Perché i campi, i laghi, le foreste, sono creazione e dono, come lo siamo noi umani, gli animali, il mondo.

La fraternità della terra è la legge che ispira il settimo giorno.

La modernità, invece, con la nuova legge del PIL, ha cancellato la legge del sabato, riducendo il settimo giorno uguale agli altri sei.

La cultura del capitalismo in cui ci siamo immersi, ha una sua natura idolatrica: esige un culto perenne e totale, che ha bisogno di consumatori-lavoratori sette giorni su sette.

 

E così una grande indigenza della nostra generazione, forse la più grande, è la morte del settimo giorno, che è stato fatto scomparire dal nostro codice simbolico collettivo.

Gli “imperi” di tutti i tempi – oggi, anche, sotto forma di partiti politici – hanno sempre tentato di eliminare l’idea stessa del settimo giorno per i seguenti motivi:
1. le gerarchie e il potere durerebbero solo sei giorni,
2. per commettere tutte le ingiustizie sei giorni non sono sufficienti;
3. è troppa alta la paura di offrire alla comunità un intero giorno per esprimere un giudizio sulla (in)giustizia e sull’umanità degli altri sei;
4. non è conveniente dare la stessa dignità alla “gratuità della festa” e “l’efficienza del lavoro”.

Quando manca il settimo giorno, il lavoro diventa schiavitù per chi lavora, servitù e assenza di respiro per la terra e per gli animali; il forestiero non diventa mai fratello, il povero resta solo un rifiuto della comunità.

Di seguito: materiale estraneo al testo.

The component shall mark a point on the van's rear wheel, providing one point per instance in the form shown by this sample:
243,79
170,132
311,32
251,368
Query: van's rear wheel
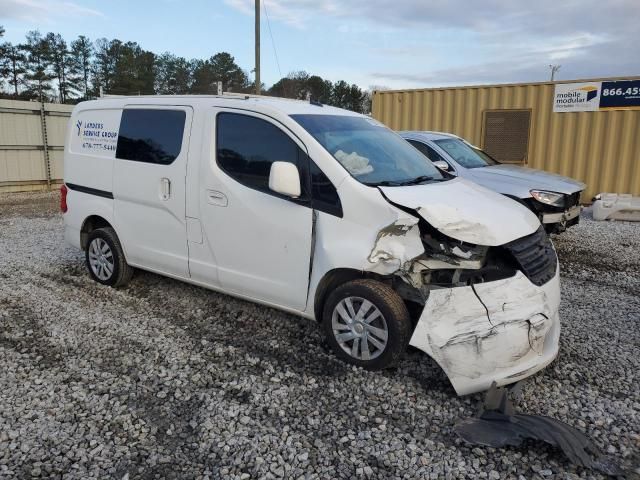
105,258
367,324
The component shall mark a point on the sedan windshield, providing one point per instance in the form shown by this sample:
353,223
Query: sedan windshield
369,151
466,155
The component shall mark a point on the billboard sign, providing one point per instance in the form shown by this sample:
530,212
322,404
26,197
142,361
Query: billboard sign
624,94
577,97
595,96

Per questo dobbiamo amare il settimo giorno, come grande speranza e promessa di libertà da tutti gli idoli e da tutti gli imperi, e come giudizio sul loro tempo: la profezia di un “giorno” diverso è sempre rinata nelle sofferenze e nelle schiavitù, e può rinascere ancora.

La legge del settimo giorno interpella tutte le dimensioni della vita.

Come singole persone ci invita a non consumarci e non possederci fino in fondo, a lasciare spazio nella nostra anima non occupato dai nostri progetti, perché vi possano fiorire semi che non sappiamo di custodire.

Perché il valore del settimo giorno non è solo un settimo del totale: è lievito e sale di tutti gli altri, che senza di esso restano sempre e tutti azzimi e sciapi.

Purtroppo la notte del settimo giorno sta inesorabilmente abbuiando gli altri sei. La terra non respira più, e a noi manca la sua aria.

Abbiamo il dovere di ridonarle e ridonarci respiro, di ridonarlo ai nostri figli che hanno diritto a vivere in un mondo con un giorno diverso in più, a rifare l’esperienza del dono del tempo e della terra.

E quindi: cosa dovremmo fare per convincere chi ci governa che il riposo domenicale è il volano della nostra economia?